JAMES TARANTO: Cantor Defeats Truman: The political surprise of the year.

“Eric Cantor’s margin of victory Tuesday could have national GOP repercussions,” according to the subject line of a self-promotional email we received from a political writer last night. It was an update of an earlier analysis, and the text correctly noted that the House majority leader had lost. Half an hour later, the writer, whom we won’t name because we’re a nice guy, sent out a new email with a “corrected subject line,” referring to Cantor’s “primary loss.”

The error was consistent with much of the pre-election analysis. “Challenger David Brat looks almost certain to lose, but the margin may say something about the potency of the issue,” blogged The Wall Street Journal’s Laura Meckler an hour before polls closed.

“The issue” is immigration, on which Cantor had staked out a middle-of-the-road position; Brat accused him of backing “amnesty.” National Review’s Joel Gehrke reports that Obama aide Dan Pfeiffer “rushed to assure House Republicans” that “Cantor didn’t actually lose because of his gestures toward Democrats on immigration reform.”

Tweeted Pfeiffer: “Cantor’s problem wasn’t his position on immigration reform, it was his lack of a position. [South Carolina’s Sen. Lindsey] Graham wrote and passed a bill and is winning big.” Graham avoided a runoff by taking 59% of the vote in a crowded field.

National Journal’s Josh Kraushaar offers a different explanation for Graham’s victory: a combination of “assiduous attention to constituent service, paying favors to his South Carolina Republican colleagues, an early and relentless focus on fundraising, and a hawkish record on foreign policy that conservatives in the military-rich state rallied behind.” Whatever the merits of the argument, one suspects Republicans will be wary of taking advice from Pfeiffer.
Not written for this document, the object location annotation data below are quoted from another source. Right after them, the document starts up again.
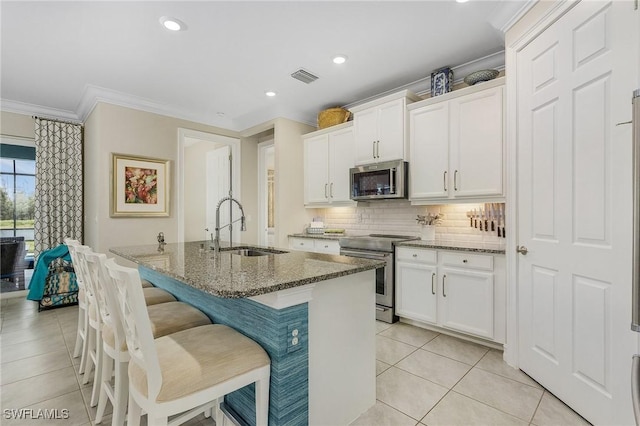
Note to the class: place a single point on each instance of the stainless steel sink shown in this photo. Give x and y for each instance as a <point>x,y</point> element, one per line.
<point>252,251</point>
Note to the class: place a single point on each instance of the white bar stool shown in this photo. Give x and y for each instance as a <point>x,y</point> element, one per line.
<point>187,372</point>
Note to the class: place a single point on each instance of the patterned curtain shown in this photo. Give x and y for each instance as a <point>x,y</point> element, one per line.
<point>59,184</point>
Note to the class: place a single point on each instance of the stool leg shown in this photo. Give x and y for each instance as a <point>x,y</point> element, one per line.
<point>218,412</point>
<point>80,333</point>
<point>262,402</point>
<point>121,393</point>
<point>133,416</point>
<point>85,344</point>
<point>91,354</point>
<point>105,379</point>
<point>98,369</point>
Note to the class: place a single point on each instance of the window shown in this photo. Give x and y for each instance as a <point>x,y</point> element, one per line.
<point>17,193</point>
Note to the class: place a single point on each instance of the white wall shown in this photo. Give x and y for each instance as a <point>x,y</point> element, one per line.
<point>290,214</point>
<point>111,128</point>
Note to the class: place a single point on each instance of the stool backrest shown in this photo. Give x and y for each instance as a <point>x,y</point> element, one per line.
<point>81,270</point>
<point>136,323</point>
<point>71,245</point>
<point>107,308</point>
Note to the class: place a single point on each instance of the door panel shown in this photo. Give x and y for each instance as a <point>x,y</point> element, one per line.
<point>574,84</point>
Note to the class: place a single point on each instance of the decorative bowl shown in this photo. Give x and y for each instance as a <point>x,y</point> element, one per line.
<point>482,75</point>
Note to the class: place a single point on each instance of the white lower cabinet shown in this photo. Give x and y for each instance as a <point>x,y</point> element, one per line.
<point>314,245</point>
<point>467,301</point>
<point>416,298</point>
<point>460,291</point>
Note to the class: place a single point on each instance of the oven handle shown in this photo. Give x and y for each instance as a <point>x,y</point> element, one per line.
<point>364,254</point>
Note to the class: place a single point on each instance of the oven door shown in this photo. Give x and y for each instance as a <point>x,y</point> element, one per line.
<point>384,276</point>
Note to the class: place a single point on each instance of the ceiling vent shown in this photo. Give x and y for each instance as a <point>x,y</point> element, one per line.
<point>304,76</point>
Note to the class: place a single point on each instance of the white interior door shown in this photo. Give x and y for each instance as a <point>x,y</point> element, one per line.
<point>217,187</point>
<point>574,208</point>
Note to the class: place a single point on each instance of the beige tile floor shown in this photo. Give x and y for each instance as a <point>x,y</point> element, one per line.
<point>424,378</point>
<point>427,378</point>
<point>37,370</point>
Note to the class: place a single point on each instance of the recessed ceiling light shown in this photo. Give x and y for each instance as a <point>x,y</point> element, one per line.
<point>340,59</point>
<point>173,24</point>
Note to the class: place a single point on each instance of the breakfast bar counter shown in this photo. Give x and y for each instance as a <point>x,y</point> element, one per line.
<point>313,313</point>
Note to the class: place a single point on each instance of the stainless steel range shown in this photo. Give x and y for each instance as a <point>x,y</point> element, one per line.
<point>379,247</point>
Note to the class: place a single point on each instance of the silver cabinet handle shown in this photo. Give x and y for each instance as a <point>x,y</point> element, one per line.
<point>443,287</point>
<point>635,386</point>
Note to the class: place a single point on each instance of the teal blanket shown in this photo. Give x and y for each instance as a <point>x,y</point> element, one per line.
<point>36,288</point>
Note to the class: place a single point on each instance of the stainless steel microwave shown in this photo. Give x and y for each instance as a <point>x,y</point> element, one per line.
<point>379,181</point>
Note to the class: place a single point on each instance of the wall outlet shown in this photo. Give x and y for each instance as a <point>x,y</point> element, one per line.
<point>293,337</point>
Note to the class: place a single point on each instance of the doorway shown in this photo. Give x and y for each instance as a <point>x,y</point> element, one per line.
<point>266,192</point>
<point>203,179</point>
In a postelection report, the Journal’s Kristina Peterson and Janet Hook described Cantor’s defeat as “overturning the building narrative that Republican Party leaders and allied business groups had trampled the GOP’s tea-party wing.” A variation of that narrative, which this column put forth last month, was that the GOP had assimilated the Tea Party.

One might say this is the exception that proves the rule, but it’s actually the second exception. A week earlier, challenger Chris McDaniel narrowly outpolled Sen. Thad Cochran of Mississippi in that state’s Republican primary.